Multivariate Density Modeling for Retirement Finance

09/12/2017
by   Christopher J. Rook, et al.
1

Prior to the financial crisis mortgage securitization models increased in sophistication as did products built to insure against losses. Layers of complexity formed upon a foundation that could not support it and as the foundation crumbled the housing market followed. That foundation was the Gaussian copula which failed to correctly model failure-time correlations of derivative securities in duress. In retirement, surveys suggest the greatest fear is running out of money and as retirement decumulation models become increasingly sophisticated, large financial firms and robo-advisors may guarantee their success. Similar to an investment bank failure the event of retirement ruin is driven by outliers and correlations in times of stress. It would be desirable to have a foundation able to support the increased complexity before it forms however the industry currently relies upon similar Gaussian (or lognormal) dependence structures.
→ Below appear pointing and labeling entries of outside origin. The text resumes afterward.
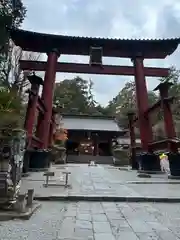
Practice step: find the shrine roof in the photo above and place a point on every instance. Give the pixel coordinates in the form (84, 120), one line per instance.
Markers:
(91, 123)
(74, 45)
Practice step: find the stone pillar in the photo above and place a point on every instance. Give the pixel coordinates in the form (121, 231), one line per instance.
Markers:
(47, 96)
(32, 105)
(133, 160)
(95, 143)
(168, 118)
(142, 103)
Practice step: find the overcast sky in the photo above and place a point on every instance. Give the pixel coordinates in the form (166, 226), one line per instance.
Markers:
(107, 18)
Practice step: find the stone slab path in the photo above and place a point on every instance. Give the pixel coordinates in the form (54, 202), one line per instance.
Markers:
(105, 181)
(97, 221)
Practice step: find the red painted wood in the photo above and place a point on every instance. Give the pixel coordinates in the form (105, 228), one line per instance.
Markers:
(31, 111)
(47, 97)
(168, 117)
(132, 139)
(142, 103)
(86, 68)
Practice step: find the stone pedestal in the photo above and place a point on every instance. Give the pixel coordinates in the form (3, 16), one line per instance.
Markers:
(174, 164)
(30, 197)
(12, 146)
(149, 162)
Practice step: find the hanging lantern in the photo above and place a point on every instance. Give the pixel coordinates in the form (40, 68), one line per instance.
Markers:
(96, 56)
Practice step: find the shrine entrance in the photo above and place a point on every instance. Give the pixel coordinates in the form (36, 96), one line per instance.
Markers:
(96, 48)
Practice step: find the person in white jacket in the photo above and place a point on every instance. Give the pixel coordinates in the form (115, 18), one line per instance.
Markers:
(164, 163)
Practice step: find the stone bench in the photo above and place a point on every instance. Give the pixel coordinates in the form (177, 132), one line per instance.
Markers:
(66, 173)
(48, 175)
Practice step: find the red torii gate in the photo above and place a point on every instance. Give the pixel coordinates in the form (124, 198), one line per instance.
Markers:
(136, 50)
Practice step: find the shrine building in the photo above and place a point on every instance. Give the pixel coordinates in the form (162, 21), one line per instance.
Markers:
(90, 137)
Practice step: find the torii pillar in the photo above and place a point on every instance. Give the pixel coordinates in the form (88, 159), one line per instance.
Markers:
(148, 162)
(142, 103)
(168, 117)
(133, 160)
(32, 106)
(47, 96)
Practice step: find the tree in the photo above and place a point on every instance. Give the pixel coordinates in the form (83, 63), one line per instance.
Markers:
(125, 101)
(74, 96)
(173, 77)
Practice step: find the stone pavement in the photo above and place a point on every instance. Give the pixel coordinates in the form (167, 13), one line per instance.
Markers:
(97, 221)
(103, 181)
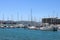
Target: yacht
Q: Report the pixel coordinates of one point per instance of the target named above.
(49, 28)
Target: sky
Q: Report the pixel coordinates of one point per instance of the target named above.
(21, 9)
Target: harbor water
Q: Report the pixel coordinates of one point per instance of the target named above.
(26, 34)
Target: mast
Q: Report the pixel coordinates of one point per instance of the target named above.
(31, 15)
(17, 16)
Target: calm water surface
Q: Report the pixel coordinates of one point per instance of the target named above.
(26, 34)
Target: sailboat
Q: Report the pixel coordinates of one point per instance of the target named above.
(50, 27)
(30, 25)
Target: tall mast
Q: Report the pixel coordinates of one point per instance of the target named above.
(17, 16)
(3, 17)
(31, 15)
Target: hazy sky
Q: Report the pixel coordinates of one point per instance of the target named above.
(40, 9)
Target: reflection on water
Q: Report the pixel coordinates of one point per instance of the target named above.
(26, 34)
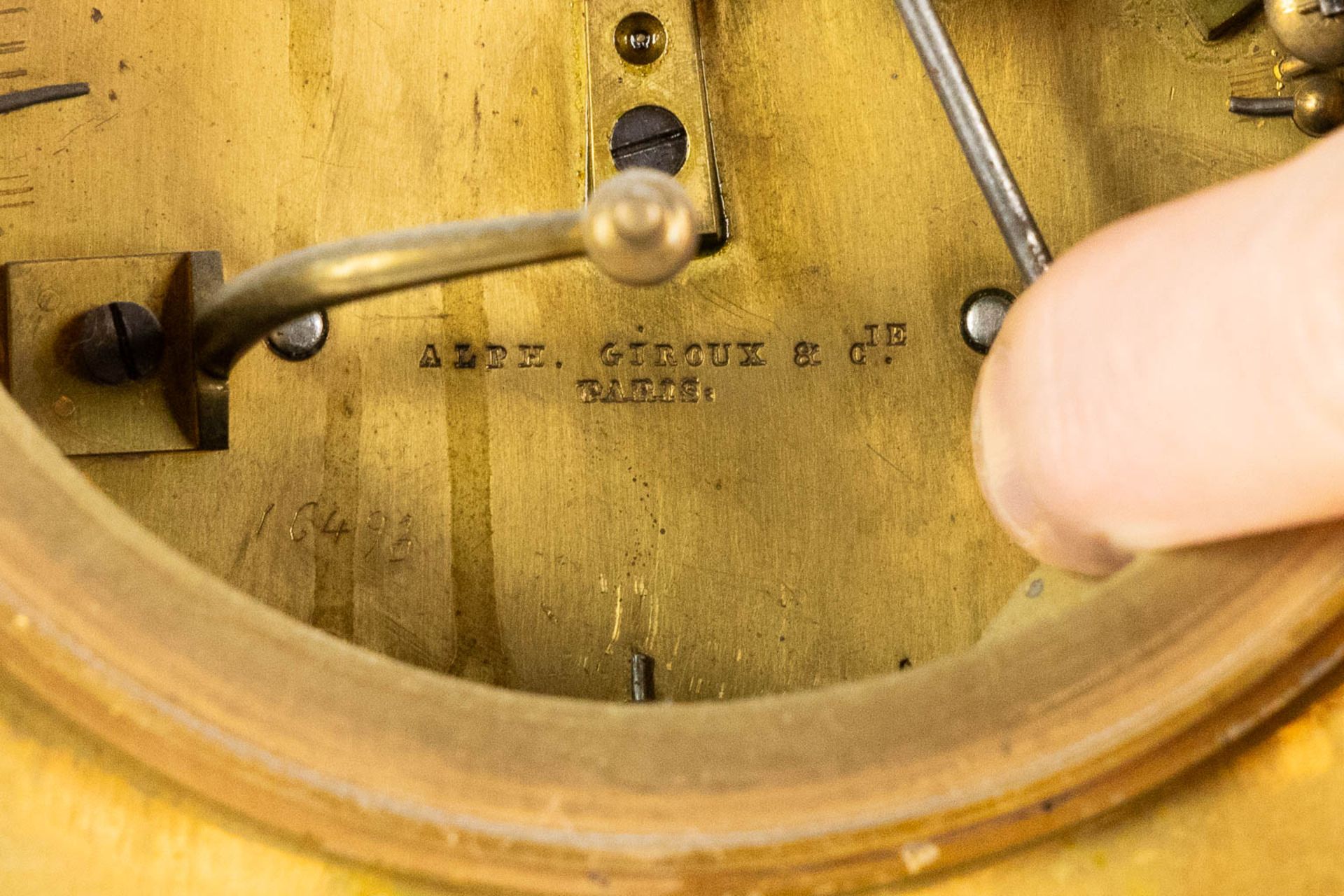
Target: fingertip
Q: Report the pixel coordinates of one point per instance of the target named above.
(1012, 486)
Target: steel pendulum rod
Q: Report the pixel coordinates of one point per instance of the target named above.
(38, 96)
(977, 140)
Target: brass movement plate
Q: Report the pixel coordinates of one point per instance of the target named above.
(813, 523)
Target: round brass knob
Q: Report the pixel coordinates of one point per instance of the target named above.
(640, 227)
(1310, 36)
(1319, 105)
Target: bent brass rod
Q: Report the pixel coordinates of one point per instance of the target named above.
(977, 139)
(248, 308)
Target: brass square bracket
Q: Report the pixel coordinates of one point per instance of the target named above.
(659, 67)
(175, 410)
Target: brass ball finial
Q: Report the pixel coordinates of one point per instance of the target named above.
(1319, 105)
(1310, 36)
(640, 227)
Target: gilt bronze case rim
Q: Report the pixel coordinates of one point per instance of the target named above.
(846, 786)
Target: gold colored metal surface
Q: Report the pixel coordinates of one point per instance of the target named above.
(667, 73)
(45, 301)
(1215, 18)
(638, 229)
(81, 818)
(1319, 105)
(1312, 36)
(815, 522)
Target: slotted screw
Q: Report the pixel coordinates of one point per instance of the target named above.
(120, 343)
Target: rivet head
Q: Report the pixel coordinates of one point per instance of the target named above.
(120, 343)
(300, 339)
(640, 39)
(983, 316)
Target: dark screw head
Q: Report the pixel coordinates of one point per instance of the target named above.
(640, 39)
(983, 316)
(120, 343)
(650, 137)
(300, 339)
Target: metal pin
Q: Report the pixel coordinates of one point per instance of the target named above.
(38, 96)
(641, 679)
(1316, 105)
(300, 339)
(977, 139)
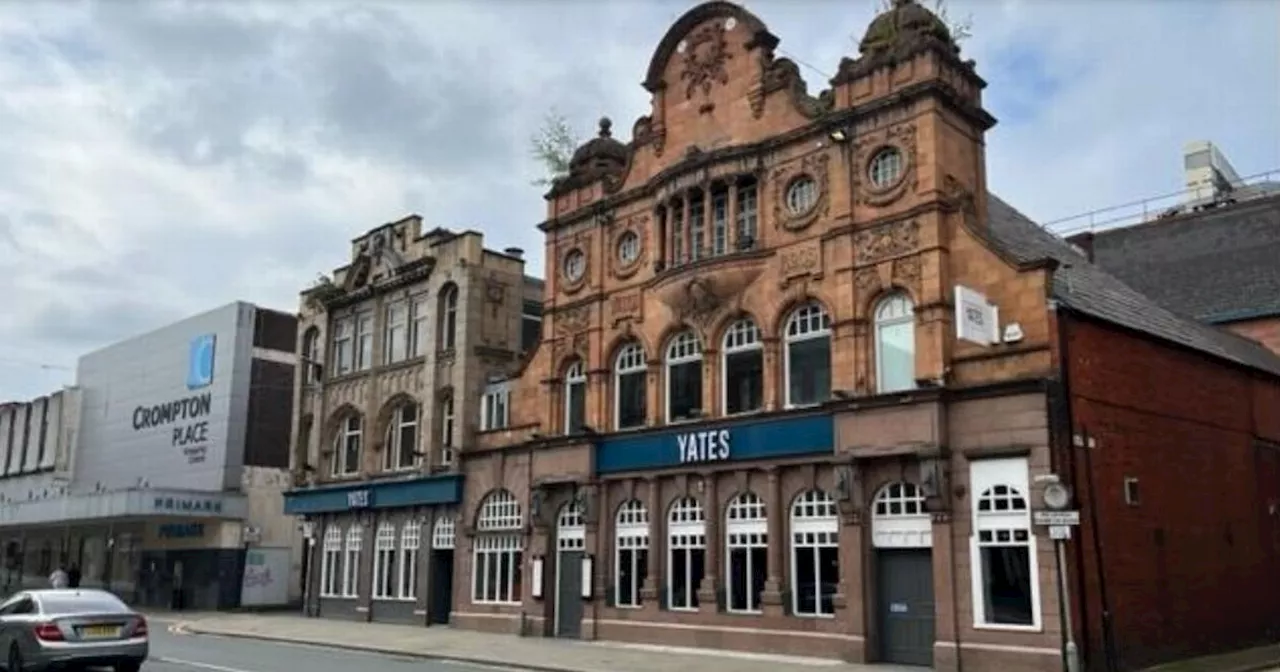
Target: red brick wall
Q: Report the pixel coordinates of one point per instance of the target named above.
(1193, 567)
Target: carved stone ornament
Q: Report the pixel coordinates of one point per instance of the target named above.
(886, 241)
(705, 55)
(814, 165)
(900, 137)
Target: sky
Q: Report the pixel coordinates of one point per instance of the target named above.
(159, 159)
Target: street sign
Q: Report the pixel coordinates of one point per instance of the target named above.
(1056, 517)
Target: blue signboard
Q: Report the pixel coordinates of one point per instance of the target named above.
(716, 442)
(426, 490)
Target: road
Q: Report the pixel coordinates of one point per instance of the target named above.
(202, 653)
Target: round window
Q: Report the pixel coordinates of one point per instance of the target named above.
(801, 195)
(575, 265)
(629, 247)
(886, 168)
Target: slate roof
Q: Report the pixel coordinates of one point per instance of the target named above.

We propose a multivariate density model having fixed marginals that is tractable and fits data which are skewed, heavy-tailed, multimodal, i.e., of arbitrary complexity allowing for a rich correlation structure. It is also ideal for stress-testing a retirement plan by fitting historical data seeded with black swan events. A preliminary section reviews all concepts before they are used and fully documented C/C++ source code is attached making the research self-contained. Lastly, we take the opportunity to challenge existing retirement finance dogma and also review some recent criticisms of retirement ruin probabilities and their suggested replacement metrics.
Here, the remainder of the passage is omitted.